5. Initiative for an ‘exemplary employment relations practice in the state sector’

The Executive considered the initiative of the Council of Trade Unions’ for an ‘exemplary employment relations practice in the state sector’ agreed between its affiliated unions and the new Government. A draft model has been forwarded to the Minister of State Services before Christmas. Unwisely ASMS was initially marginalised in this process indirectly linked to our concerns over the HPHE initiative immediately discussed above.

Nevertheless, with two main exceptions, it is a good initiative (arguably it could have been more ambitious). The two exceptions are:

  • An unfortunate use of the term ‘legitimate unions’ to whom any eventual agreement would apply. The threshold for legitimacy is CTU affiliation.

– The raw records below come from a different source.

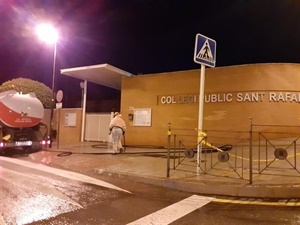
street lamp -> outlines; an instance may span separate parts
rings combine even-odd
[[[36,27],[38,37],[47,44],[53,44],[53,70],[52,70],[52,104],[51,104],[51,121],[50,121],[50,148],[52,147],[53,135],[53,110],[54,110],[54,81],[55,81],[55,64],[56,64],[56,47],[58,32],[51,24],[40,24]]]

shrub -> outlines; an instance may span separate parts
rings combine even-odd
[[[51,108],[52,90],[45,84],[27,78],[16,78],[1,84],[0,92],[15,90],[28,94],[34,92],[36,97],[42,102],[44,108]]]

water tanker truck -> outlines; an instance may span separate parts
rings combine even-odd
[[[9,154],[15,150],[37,152],[47,147],[50,144],[47,132],[43,135],[41,130],[45,128],[41,123],[43,116],[43,104],[35,93],[1,92],[0,154]]]

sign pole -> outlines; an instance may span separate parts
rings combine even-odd
[[[199,115],[198,115],[198,135],[197,135],[197,174],[200,173],[200,163],[202,154],[203,137],[203,106],[204,106],[204,83],[205,66],[215,67],[216,64],[216,41],[202,34],[196,35],[194,62],[201,64],[200,85],[199,85]]]
[[[205,65],[201,64],[200,84],[199,84],[199,115],[198,115],[198,140],[197,140],[197,172],[201,163],[202,142],[199,143],[203,128],[203,105],[204,105],[204,83],[205,83]]]

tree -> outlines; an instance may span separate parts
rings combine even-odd
[[[15,90],[23,94],[34,92],[36,97],[42,102],[44,108],[51,108],[52,90],[41,82],[27,78],[16,78],[1,84],[0,92],[9,90]]]

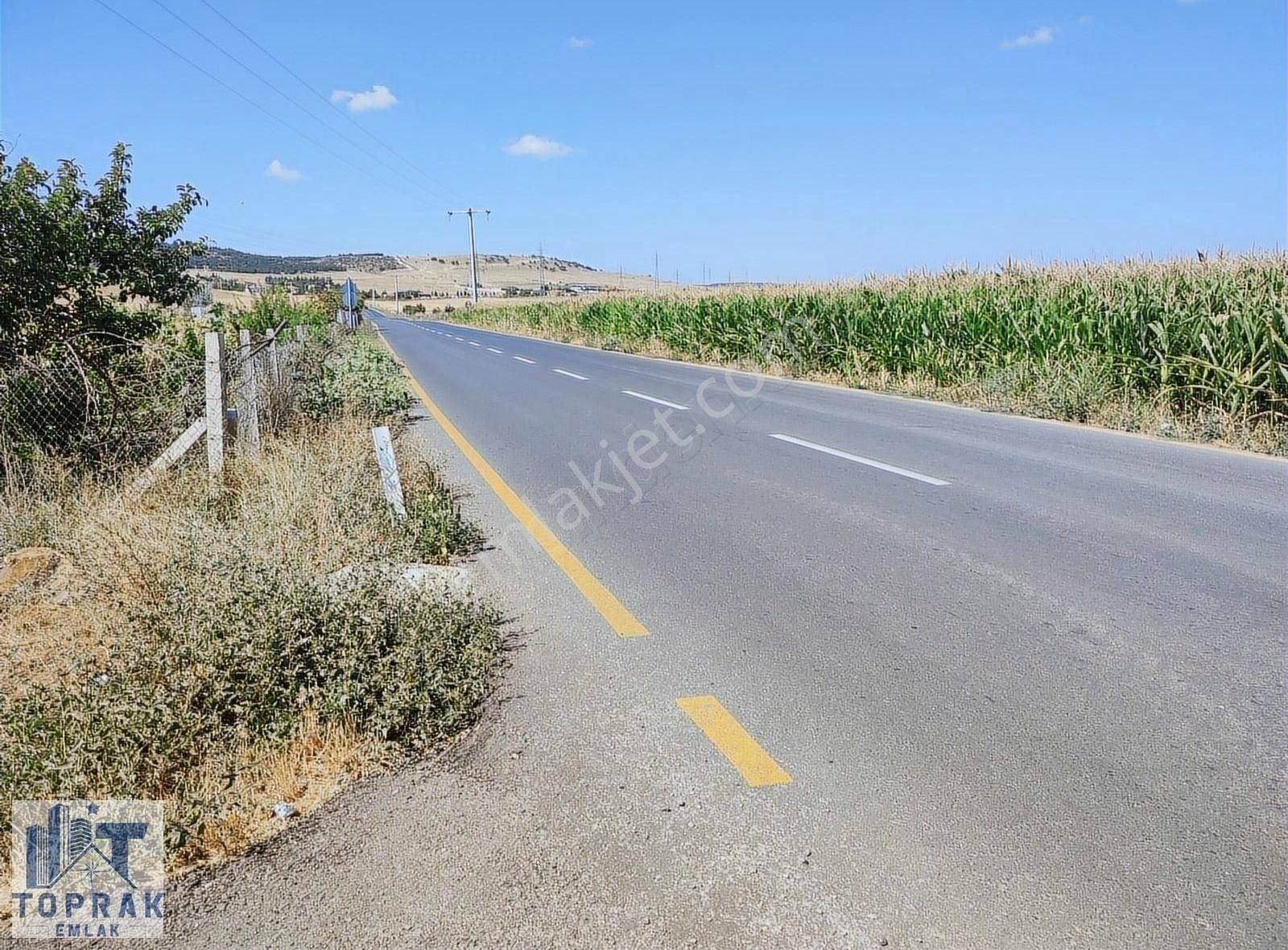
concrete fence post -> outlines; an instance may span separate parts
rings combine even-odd
[[[281,389],[282,369],[277,362],[277,331],[267,330],[264,336],[268,339],[268,376],[273,381],[273,389]]]
[[[206,465],[211,478],[224,471],[224,339],[206,333]]]
[[[255,359],[250,355],[251,339],[249,330],[237,331],[237,348],[241,357],[241,412],[237,413],[238,451],[259,452],[259,373],[255,372]]]

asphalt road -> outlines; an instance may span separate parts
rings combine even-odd
[[[1288,465],[374,322],[568,556],[425,421],[523,631],[478,754],[175,945],[1288,945]]]
[[[617,649],[659,698],[716,695],[791,775],[765,807],[855,900],[1288,941],[1282,461],[377,323],[649,629]]]

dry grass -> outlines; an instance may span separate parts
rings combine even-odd
[[[354,366],[371,369],[340,372]],[[411,517],[393,520],[359,403],[265,435],[218,490],[201,458],[140,497],[55,465],[6,487],[0,554],[43,545],[62,561],[0,593],[0,798],[166,798],[171,864],[219,860],[281,824],[273,803],[308,811],[469,722],[491,611],[394,597],[379,575],[326,582],[446,563],[478,537],[397,425]]]

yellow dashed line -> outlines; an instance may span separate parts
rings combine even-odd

The large majority of unions, including ASMS, are affiliated but there are a small number of significant unions who are not including the Police Association, Resident Doctors Association, Corrections Association and the Airline Pilots Association. Normally the term ‘legitimate unions’ is used to refer to so-called unions that are created by employers to serve the latter’s interest. However, regardless of how these unions might be regarded, they are certainly not employer created.
  • The draft includes the form of ‘higher performance high engagement’ that is being advocated in DHBs and which ASMS considers unsuitable as a way of engaging with senior medical and dental staff as discussed above.

Consequently, the National Executive at its February meeting passed the following two resolutions:

  • That while disappointed with the initial marginalisation of the Association, the National Executive welcome the Council of Trade Unions’ initiative in proposing a model exemplary employment relations practice in the state sector and expresses a willingness for the Association to become involved in its development.
  • That while welcoming the broad direction of the draft model, the National Executive has some concerns over its content and considers the sections in their current form (15 December 2017) the references to ‘legitimate unions’ and ‘high performance high engagement’ unacceptable.

It is important to clarify that the model, although forwarded to the Minister of State Services, is a draft only. Further each of the seven affiliated unions covering the public service, health and education sectors have the right not to sign it. While ASMS has advised the CTU and the other affiliated unions that we can’t support the model in its current form, there will be further discussions and we hope that a satisfactory consensus will be reached.

6. Reports

The Executive also considered reports on non-DHB collective bargaining and meetings of various national health sector bodies such as the National Joint Consultation Committee and Health Workforce New Zealand.

7. Acknowledgement

The Executive formally thanked Dr Hein Stander for his exemplary service as National President in the past five years.

New Industrial Officer Phil Dyhrberg was also welcomed to ASMS (this was his first Executive meeting). He is currently undertaking an orientation programme and will eventually assume prime responsibility for Waitemata and Counties Manukau DHBs.